What do you call a cow on the barnyard floor? Ground Beef What do you call a cow with no front legs? Lean Beef
The man on the table found hair in his soup. He said in rage "I will take the chef to soup-reme court".
What lives in apples and is an avid reader? A bookworm !
What's the difference between Hummus and Humus?
"mmmm"
What cheese do beavers like? eDam
What became of the pig who got fired from his job? He became canned ham.
Where do bugs go to watch the big game? Apple-Bees.
He is the best chef in the city. His soups take my broth away.
What's the difference between a Yankee Stadium hot dog and a Fenway Park hot dog?
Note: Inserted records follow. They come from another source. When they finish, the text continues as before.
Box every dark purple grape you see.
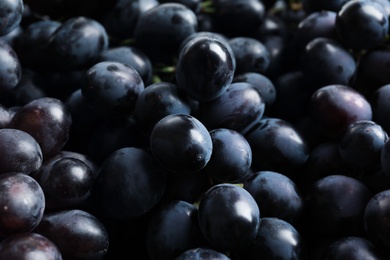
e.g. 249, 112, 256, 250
0, 39, 22, 92
305, 175, 372, 237
0, 0, 24, 36
293, 9, 338, 52
364, 190, 390, 251
198, 183, 261, 250
0, 172, 45, 237
228, 36, 271, 75
245, 117, 309, 176
146, 200, 207, 260
102, 0, 159, 42
198, 82, 266, 135
81, 61, 145, 117
0, 232, 62, 260
175, 35, 235, 102
150, 114, 213, 174
133, 82, 192, 136
134, 3, 198, 63
369, 84, 390, 133
38, 157, 95, 210
301, 37, 357, 89
0, 128, 43, 174
202, 128, 252, 183
336, 0, 389, 50
14, 20, 61, 71
34, 209, 109, 259
243, 171, 304, 225
232, 72, 277, 108
212, 0, 266, 37
339, 120, 388, 171
95, 45, 153, 86
94, 147, 166, 220
236, 217, 307, 260
321, 236, 384, 260
10, 97, 72, 159
309, 84, 372, 138
49, 16, 108, 70
175, 247, 230, 260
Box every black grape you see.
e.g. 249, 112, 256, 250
0, 128, 43, 174
198, 183, 261, 250
175, 35, 235, 102
0, 172, 45, 237
150, 114, 213, 174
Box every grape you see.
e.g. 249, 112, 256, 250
322, 236, 384, 260
309, 84, 372, 138
134, 3, 198, 63
175, 35, 234, 102
0, 128, 43, 174
198, 82, 266, 135
0, 172, 45, 237
146, 200, 206, 260
0, 232, 62, 260
49, 16, 108, 70
243, 171, 305, 225
202, 128, 252, 182
150, 114, 213, 174
34, 209, 109, 259
94, 147, 166, 220
10, 97, 72, 159
0, 40, 22, 92
0, 0, 24, 36
198, 183, 261, 250
175, 247, 230, 260
232, 217, 306, 260
305, 174, 372, 237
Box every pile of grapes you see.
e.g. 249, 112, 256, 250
0, 0, 390, 260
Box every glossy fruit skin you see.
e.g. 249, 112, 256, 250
133, 82, 192, 137
236, 217, 307, 260
0, 232, 62, 260
0, 0, 24, 36
336, 0, 389, 50
198, 82, 266, 135
94, 147, 166, 220
0, 128, 43, 174
228, 37, 271, 75
49, 16, 108, 70
10, 97, 72, 159
305, 175, 372, 237
322, 236, 385, 260
81, 61, 145, 118
202, 128, 252, 183
175, 247, 230, 260
175, 35, 234, 102
245, 117, 309, 175
0, 172, 45, 237
150, 114, 213, 174
35, 209, 109, 259
339, 120, 389, 170
146, 200, 207, 260
134, 3, 198, 64
0, 40, 22, 92
95, 46, 153, 86
301, 37, 357, 89
198, 183, 261, 250
364, 190, 390, 248
243, 171, 305, 225
309, 84, 372, 138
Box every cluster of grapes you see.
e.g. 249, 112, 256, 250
0, 0, 390, 260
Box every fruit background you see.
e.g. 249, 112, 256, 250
0, 0, 390, 260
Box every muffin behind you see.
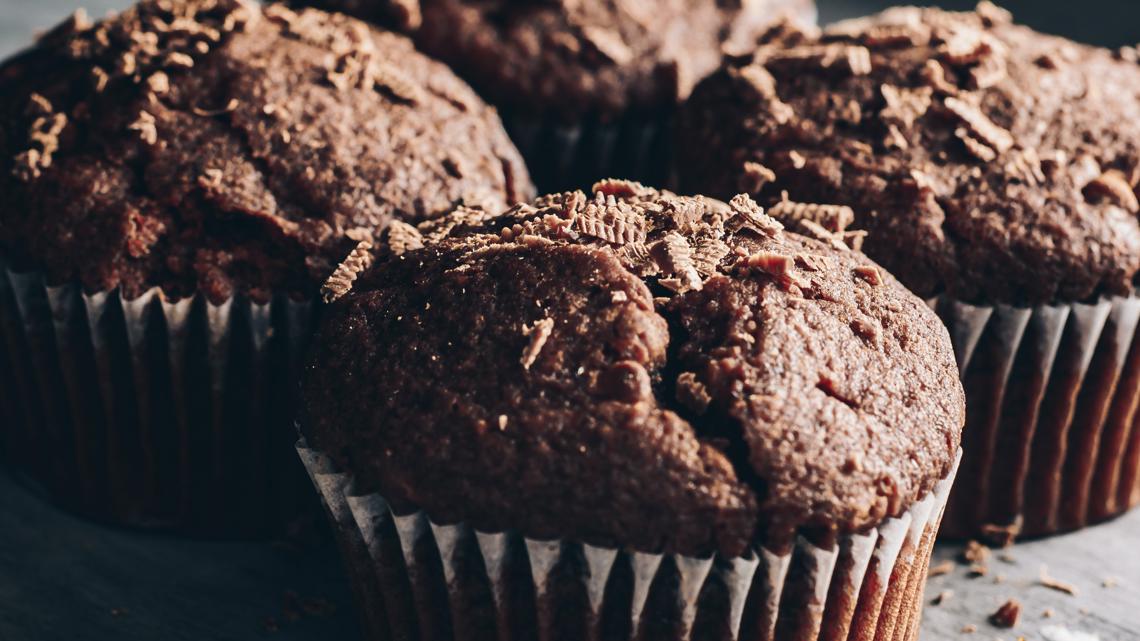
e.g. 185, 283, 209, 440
681, 2, 1140, 542
0, 0, 530, 534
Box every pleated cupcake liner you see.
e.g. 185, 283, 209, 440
298, 439, 958, 641
0, 254, 316, 537
502, 111, 674, 194
930, 295, 1140, 536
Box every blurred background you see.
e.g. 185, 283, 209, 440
0, 0, 1140, 55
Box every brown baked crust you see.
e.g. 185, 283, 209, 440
679, 2, 1140, 305
301, 0, 815, 121
0, 0, 532, 302
302, 182, 963, 554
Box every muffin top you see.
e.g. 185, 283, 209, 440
302, 181, 963, 555
300, 0, 815, 121
0, 0, 532, 302
679, 2, 1140, 305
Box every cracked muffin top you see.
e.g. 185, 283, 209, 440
679, 2, 1140, 305
0, 0, 532, 302
298, 0, 815, 121
302, 180, 963, 555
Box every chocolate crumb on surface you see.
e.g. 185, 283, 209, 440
0, 0, 531, 302
678, 3, 1140, 306
302, 182, 963, 555
990, 599, 1021, 627
289, 0, 815, 122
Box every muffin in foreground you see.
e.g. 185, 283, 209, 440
289, 0, 815, 190
0, 0, 530, 534
679, 2, 1140, 541
299, 181, 964, 640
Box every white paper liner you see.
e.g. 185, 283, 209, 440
0, 261, 314, 536
929, 297, 1140, 537
298, 439, 961, 641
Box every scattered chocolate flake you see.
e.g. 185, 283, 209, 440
744, 252, 795, 279
581, 26, 634, 65
127, 112, 158, 145
974, 0, 1013, 26
740, 161, 776, 194
591, 178, 657, 198
879, 84, 934, 129
855, 265, 884, 287
990, 599, 1021, 627
520, 318, 554, 370
1083, 169, 1140, 213
844, 229, 869, 252
320, 238, 372, 302
676, 372, 713, 415
13, 94, 67, 182
728, 194, 783, 238
943, 97, 1013, 154
388, 220, 424, 255
938, 24, 994, 65
650, 232, 702, 294
575, 193, 646, 245
771, 192, 855, 234
1037, 565, 1080, 597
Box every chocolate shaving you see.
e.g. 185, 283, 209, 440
650, 232, 702, 294
944, 97, 1013, 154
591, 178, 657, 198
388, 220, 424, 255
693, 236, 731, 278
1037, 565, 1080, 597
320, 238, 372, 302
1082, 169, 1140, 213
520, 318, 554, 370
575, 193, 646, 245
855, 265, 884, 287
728, 194, 783, 238
771, 192, 855, 234
927, 561, 954, 578
990, 599, 1021, 627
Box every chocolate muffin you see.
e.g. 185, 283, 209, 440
301, 180, 964, 639
0, 0, 531, 534
301, 0, 815, 190
678, 2, 1140, 539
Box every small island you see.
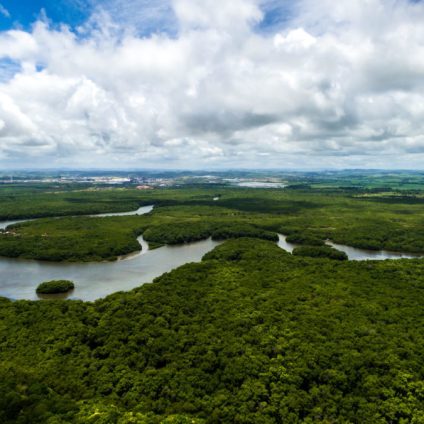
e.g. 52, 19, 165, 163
36, 280, 75, 294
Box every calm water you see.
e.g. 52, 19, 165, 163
278, 234, 422, 261
0, 205, 154, 230
0, 206, 219, 300
0, 237, 219, 300
0, 205, 420, 301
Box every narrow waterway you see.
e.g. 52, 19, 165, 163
0, 205, 219, 301
278, 234, 422, 261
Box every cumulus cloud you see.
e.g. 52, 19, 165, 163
0, 0, 424, 168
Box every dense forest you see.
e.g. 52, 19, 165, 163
0, 187, 424, 261
0, 238, 424, 424
0, 185, 424, 424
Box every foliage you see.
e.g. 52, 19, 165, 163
292, 246, 348, 261
286, 232, 325, 246
36, 280, 75, 294
0, 238, 424, 424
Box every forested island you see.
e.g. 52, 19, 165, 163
0, 176, 424, 424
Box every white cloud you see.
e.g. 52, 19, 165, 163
0, 0, 424, 167
0, 3, 10, 18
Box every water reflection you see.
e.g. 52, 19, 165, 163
278, 234, 422, 261
0, 237, 219, 300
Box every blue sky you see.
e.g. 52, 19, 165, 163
0, 0, 424, 169
0, 0, 294, 35
0, 0, 92, 31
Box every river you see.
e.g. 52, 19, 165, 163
278, 234, 422, 261
0, 209, 419, 301
0, 206, 219, 301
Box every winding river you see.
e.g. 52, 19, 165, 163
0, 206, 219, 301
0, 206, 420, 301
278, 234, 422, 261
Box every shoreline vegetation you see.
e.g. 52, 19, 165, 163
36, 280, 75, 294
0, 186, 424, 262
0, 238, 424, 424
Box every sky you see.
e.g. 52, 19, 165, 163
0, 0, 424, 169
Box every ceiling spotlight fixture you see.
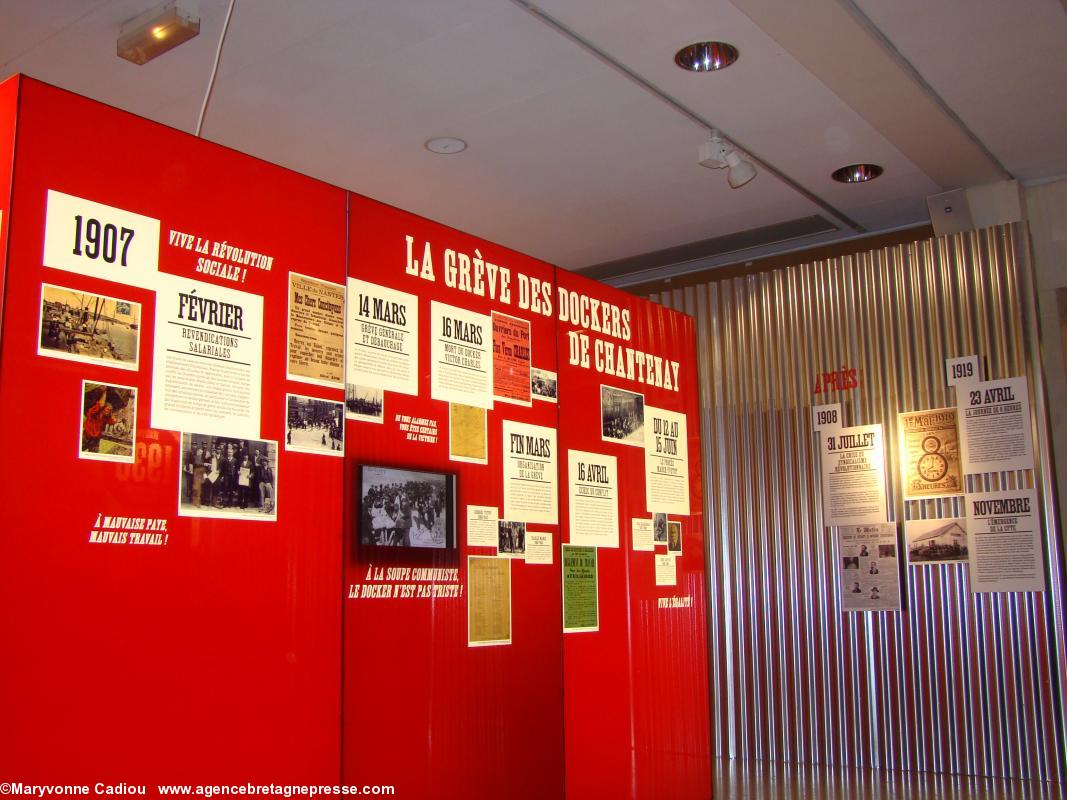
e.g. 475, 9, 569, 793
674, 42, 737, 73
426, 137, 466, 156
830, 164, 882, 183
115, 0, 200, 65
699, 130, 755, 189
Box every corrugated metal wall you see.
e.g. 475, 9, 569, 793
653, 226, 1065, 781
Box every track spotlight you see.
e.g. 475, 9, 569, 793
700, 130, 755, 189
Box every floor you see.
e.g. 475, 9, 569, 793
712, 759, 1067, 800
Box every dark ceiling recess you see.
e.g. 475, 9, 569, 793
576, 214, 840, 281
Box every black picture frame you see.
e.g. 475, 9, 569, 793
355, 464, 457, 551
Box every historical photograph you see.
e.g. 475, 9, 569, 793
360, 466, 456, 548
178, 433, 277, 521
496, 519, 526, 556
37, 284, 141, 369
78, 381, 137, 464
285, 395, 345, 455
652, 513, 667, 544
530, 368, 559, 403
601, 385, 644, 447
345, 383, 385, 423
904, 517, 968, 564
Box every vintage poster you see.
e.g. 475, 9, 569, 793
567, 450, 619, 547
526, 530, 552, 564
285, 395, 345, 457
37, 284, 141, 370
560, 544, 600, 634
345, 277, 418, 402
644, 405, 689, 516
178, 433, 277, 522
78, 381, 137, 464
897, 409, 964, 500
467, 506, 498, 547
966, 489, 1045, 592
838, 523, 901, 611
904, 517, 969, 566
956, 378, 1034, 475
429, 300, 493, 409
496, 519, 526, 558
500, 419, 559, 525
821, 425, 888, 526
601, 384, 644, 447
530, 367, 559, 403
152, 274, 264, 437
467, 556, 511, 647
655, 553, 678, 586
286, 272, 345, 388
43, 189, 159, 289
448, 403, 489, 464
493, 311, 534, 405
630, 518, 656, 553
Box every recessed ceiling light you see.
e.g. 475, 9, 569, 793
830, 164, 882, 183
674, 42, 737, 73
426, 137, 466, 156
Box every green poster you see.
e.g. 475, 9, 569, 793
562, 544, 600, 631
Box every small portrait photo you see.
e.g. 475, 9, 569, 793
667, 522, 682, 554
530, 369, 559, 403
345, 383, 385, 425
601, 384, 644, 447
652, 513, 667, 544
285, 395, 345, 455
78, 381, 137, 464
496, 519, 526, 556
360, 465, 456, 549
37, 284, 141, 369
178, 433, 277, 522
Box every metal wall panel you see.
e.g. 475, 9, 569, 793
652, 226, 1065, 781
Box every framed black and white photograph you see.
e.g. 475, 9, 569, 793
78, 381, 137, 464
530, 368, 559, 403
496, 519, 526, 556
37, 284, 141, 370
345, 383, 385, 425
601, 384, 644, 448
178, 433, 277, 522
357, 464, 456, 549
285, 395, 345, 455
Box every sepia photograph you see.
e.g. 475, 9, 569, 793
904, 517, 968, 564
78, 381, 137, 464
496, 519, 526, 556
178, 433, 277, 522
530, 368, 559, 403
345, 383, 385, 425
37, 284, 141, 369
285, 395, 345, 455
601, 385, 644, 448
359, 465, 456, 549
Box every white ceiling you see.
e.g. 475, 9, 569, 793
0, 0, 1067, 269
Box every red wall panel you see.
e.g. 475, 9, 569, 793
556, 270, 711, 800
344, 195, 563, 798
0, 79, 345, 784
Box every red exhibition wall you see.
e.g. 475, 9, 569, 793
0, 78, 711, 800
You can buy a Yankee Stadium hot dog in October.
Excuse me waiter, I have a question about the house salad.
Does it come with window dressing?
Some very good advice strawberries give to their children is to respect their elder-berries.
Did you hear about the butcher that backed into the meat grinder?
He got a little behind in his work.
Chopping down other people’s cherry trees is definitely frowned upon. However, you likely won’t get into too much trouble for it – as long as you keep hold of the axe!
A carrot went to a football game.
Wonder who it was rooting for.
Why do wookies love chocolate chip cookies? Because they are chewy.
My local ice cream man was found dead in his garage covered in strawberry sauce and hundreds and thousands.
Police believe he topped himself.
What did the girl dinosaur ask her pet dog?
"Do you want some tea, Rex?"
What does a man consider a seven-course meal? A hot dog and a six pack of beer.
What did baby clock ask mama clock? Where's father Thyme.
I slept with a lemon once. Now I have lemonaids.
What do you call a fruit that is rough around the edges? A bad apple.
Why did the banana go to the hostpital? Because it wasnt peeling very well
Why did the giant use clouds to make pancakes? To make them light and fluffy.